If your brain occasionally goes blank when the ATM machine requests your PIN code, or worse, someone else has withdrawn cash from your account, help is just a fingertip away. Nick Perkins, divisional director of Identity Management at Bytes Systems Integration (Bytes SI) explains why biometric technologies make perfect sense in the banking industry.

“The top five banks in South Africa are all exploring biometric initiatives to prevent bank card fraud. The level of fraud is significant and fingerprint technology can easily help to reduce that,” he says. “There’s also a huge convenience factor for consumers. People walk around with all these different PINs to remember and the convenience of just putting your finger down and knowing that nobody else can use your card is much better. It’s one-touch convenience instead of having to enter a series of numbers.”

So far none of the banks have committed to a roll out date, Perkins says, but one bank has already lined up 1 000 biometric ATMs ready to install.

The fear, of course, is that somebody might manage to replicate your fingerprint by lifting a sample off your desk, or worse, by cutting off your finger in some Mafia-style mob job if you’re particularly wealthy. That’s the stuff of movies though, because the latest biometric technologies can verify that the finger being presented is the genuine article and, just as importantly, still alive.

Technology company HID Global Corporation, for whom Bytes SI holds the agency in Africa and the Middle East, is leading the way in the field with its patented Lumidigm multispectral imaging technology, says Perkins. “Lumidigm technology is particularly well geared to eliminate fraud. It looks for ‘liveness’ to make sure it is a live finger,” he says.

Clever thieves have been known to replicate fingerprints by putting silicon glue over a victim’s finger. When the silicon sets, it has a fingerprint on it that will fool more basic biometric fingerprint sensors. Most readers take a photograph of the print being presented and will match a silicon version against the version in the database, Perkins explains.
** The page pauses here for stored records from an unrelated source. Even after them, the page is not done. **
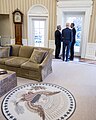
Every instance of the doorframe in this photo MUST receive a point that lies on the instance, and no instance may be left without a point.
(78, 14)
(77, 6)
(37, 11)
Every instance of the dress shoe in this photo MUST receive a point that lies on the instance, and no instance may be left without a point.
(58, 57)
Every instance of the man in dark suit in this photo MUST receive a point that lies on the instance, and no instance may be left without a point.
(57, 42)
(73, 42)
(67, 39)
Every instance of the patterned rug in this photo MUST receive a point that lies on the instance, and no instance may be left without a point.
(41, 101)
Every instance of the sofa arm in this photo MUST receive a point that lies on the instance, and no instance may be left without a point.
(48, 59)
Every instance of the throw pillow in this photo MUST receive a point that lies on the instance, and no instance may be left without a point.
(37, 56)
(4, 52)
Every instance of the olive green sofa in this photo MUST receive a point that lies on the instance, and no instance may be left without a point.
(20, 60)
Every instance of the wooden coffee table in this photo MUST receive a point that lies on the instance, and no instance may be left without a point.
(7, 82)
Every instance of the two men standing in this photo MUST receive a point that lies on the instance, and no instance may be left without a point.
(68, 38)
(58, 38)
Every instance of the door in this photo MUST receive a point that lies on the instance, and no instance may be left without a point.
(38, 32)
(77, 19)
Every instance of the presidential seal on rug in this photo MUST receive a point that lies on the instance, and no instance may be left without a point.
(41, 101)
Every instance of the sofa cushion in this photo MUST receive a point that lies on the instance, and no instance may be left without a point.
(4, 52)
(25, 51)
(30, 66)
(15, 50)
(2, 60)
(37, 56)
(16, 61)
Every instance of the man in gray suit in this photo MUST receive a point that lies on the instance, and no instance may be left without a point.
(67, 38)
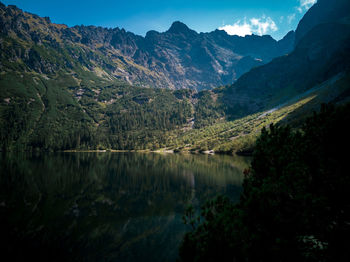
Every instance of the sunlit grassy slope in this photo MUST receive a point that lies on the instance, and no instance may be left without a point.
(240, 135)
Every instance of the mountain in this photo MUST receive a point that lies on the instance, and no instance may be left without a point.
(87, 87)
(321, 58)
(324, 11)
(175, 59)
“The banks can’t allow any form of loopholes when providing access to a customer’s account, so Lumidigm is designed to pick up when a real finger isn’t being presented. There is a lot of really clever technology in there that also monitors the sensor to see if someone is trying to tamper with it, making it a secure endpoint device, similar to the encrypted PIN pads you see in ATMs today. This is the next wave of security technology and all of the top banks are currently reviewing their options in this respect.”

Card fraud is rife because criminals can enter jamming devices into ATMs that prevent the card from coming out, then eject it when the owner leaves the scene. Some criminals shoulder surf to watch their victim enter the PIN code, while others install a tiny camera on the device that can film the digits being entered. With fingerprint access, those crimes will be eliminated.

“The benefit of biometrics is twofold. It’s an authentication method that can’t be copied, and if someone takes your card they still can’t access your account anyway because they can’t replicate your fingerprint on these fingerprint sensors,” Perkins says.

The South African Centre for Information Security says biometric technology has great potential in a market like ours where card fraud is high, and the change to more secure banking is long overdue. “The vulnerability of passwords is not going to go away and new alternatives are needed to help people keep their money and accounts secure,” agrees Greg Sarrail, Vice President for Solutions Business Development at Lumidigm.

Perkins expects to see growing demand for biometric security systems as corporations and governments across the continent step up their efforts to fight crime and corruption. Likely applications for the technology will see it used to verify people’s identities at banks, international border posts, to prevent ticket fraud at entertainment venues and to create reliable records for electronic transactions.